Op-ed

WCU: a ghost town on the weekend

There is no doubt that West Chester University works to promote a strong sense of community. Throughout my time here, WCU has presented many academic and extra-curricular opportunities which I found helpful in integrating myself within the “college lifestyle.” However, I do feel that there is one aspect of college life here at WCU that may have been glazed over: the building of a weekend atmosphere.

To keep it simple, I have found myself lacking plans for the weekend. It appears that half of the student body disappears and a significantly smaller amount of events are held. There is an overall feeling of stillness. Shuttles, too, are more limited; so those of us who do not have cars on campus are limited to spending time on campus or going downtown.

Being that I had hadn’t heard anyone else lament their weekend blues, I quickly chalked up my disappointment to my own over-expectation. That was until, one day, when one of my roommates came to talk to me and said something along the lines of,“Every Friday I start to see people leaving with backpacks and bags. The place becomes empty. Honestly, it’s so dead and abandoned. It pisses me off.”

Over time, I have begun to hear more of my friends and fellow classmates discussing similar sentiments. So why is it that that the weekends here seem to be so lacking and what can we, as students, do to fix it?

Personally, I think the first step is for a greater number of students to stay on campus during the weekend. I understand that people miss home, but, in my opinion, homesickness works in a contradictory way. The more we go home, the more homesick we become. I understand the importance of going home to visit family, friends and significant others and am in no way saying that people should never visit home; I just think weekend trips should be limited. If half of your heart is home and half of your heart is here in West Chester, you will struggle to fit into the community. If more students begin staying at WCU over the weekend, the campus will begin to feel less empty. There will be more room for significant events to occur if a greater amount of people are able to attend.

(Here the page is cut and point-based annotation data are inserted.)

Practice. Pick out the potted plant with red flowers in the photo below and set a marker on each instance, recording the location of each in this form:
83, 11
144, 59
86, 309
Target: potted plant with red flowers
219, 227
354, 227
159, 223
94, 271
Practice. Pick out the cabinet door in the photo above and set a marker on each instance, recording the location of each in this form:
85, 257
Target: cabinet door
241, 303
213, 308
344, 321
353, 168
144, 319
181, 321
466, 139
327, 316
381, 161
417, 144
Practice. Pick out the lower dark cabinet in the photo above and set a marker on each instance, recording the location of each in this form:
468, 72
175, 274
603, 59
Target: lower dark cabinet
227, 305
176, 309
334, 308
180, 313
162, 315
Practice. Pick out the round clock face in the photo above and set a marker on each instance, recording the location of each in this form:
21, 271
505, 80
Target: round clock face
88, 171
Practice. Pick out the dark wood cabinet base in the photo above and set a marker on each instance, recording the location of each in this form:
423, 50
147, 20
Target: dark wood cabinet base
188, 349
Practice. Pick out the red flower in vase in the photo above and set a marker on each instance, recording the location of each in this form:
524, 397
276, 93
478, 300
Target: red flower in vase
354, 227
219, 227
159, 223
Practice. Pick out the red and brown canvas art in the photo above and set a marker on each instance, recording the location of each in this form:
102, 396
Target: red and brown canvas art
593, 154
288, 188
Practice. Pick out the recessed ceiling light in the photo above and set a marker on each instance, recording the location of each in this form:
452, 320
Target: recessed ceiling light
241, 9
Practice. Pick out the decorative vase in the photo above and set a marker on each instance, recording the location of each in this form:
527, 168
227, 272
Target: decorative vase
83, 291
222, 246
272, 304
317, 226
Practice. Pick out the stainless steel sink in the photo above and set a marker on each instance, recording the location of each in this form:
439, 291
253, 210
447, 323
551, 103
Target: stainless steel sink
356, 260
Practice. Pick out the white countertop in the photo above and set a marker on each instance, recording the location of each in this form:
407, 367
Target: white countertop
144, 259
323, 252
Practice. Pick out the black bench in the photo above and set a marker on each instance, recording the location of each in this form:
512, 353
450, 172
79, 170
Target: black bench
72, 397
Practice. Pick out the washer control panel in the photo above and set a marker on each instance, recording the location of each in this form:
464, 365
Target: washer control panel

However, merely having students on-campus is not enough. In order to keep the interest of students and build a greater sense of community, the university and its moving parts must take action. As stated earlier, fewer events are held at Sykes on the weekend, and there are little-to-no club meetings. Dorms also seem to hold fewer events on the weekend. My RAs are often coming up with creative and interesting events; however, most take place on the weekdays. I think it would be much more effective to hold these events on weekends when people are looking for something to do, rather than weekdays when people are juggling classes and due dates. I also think that clubs could start holding additional meetings on weekends, or maybe the university itself could start holding more large-scale events in Sykes. Obviously, I am no master planner, but I do think WCU should plan more occasions for students.

I think all students can agree that we want WCU to feel like our home; Somewhere we can happily spend our time without feeling a pull towards our real home. Personally, I feel as though my college experience would come full circle if each week was capped off with excitement for the university. Better weekend life is something both students and our college need to work together on. For the students, I ask you to stick around for the weekends, although it may be hard at first. To all those who organize events here at WCU, I encourage you to look into holding more student events. Only when we all work hand-in-hand can we create a lively weekend atmosphere here at WCU.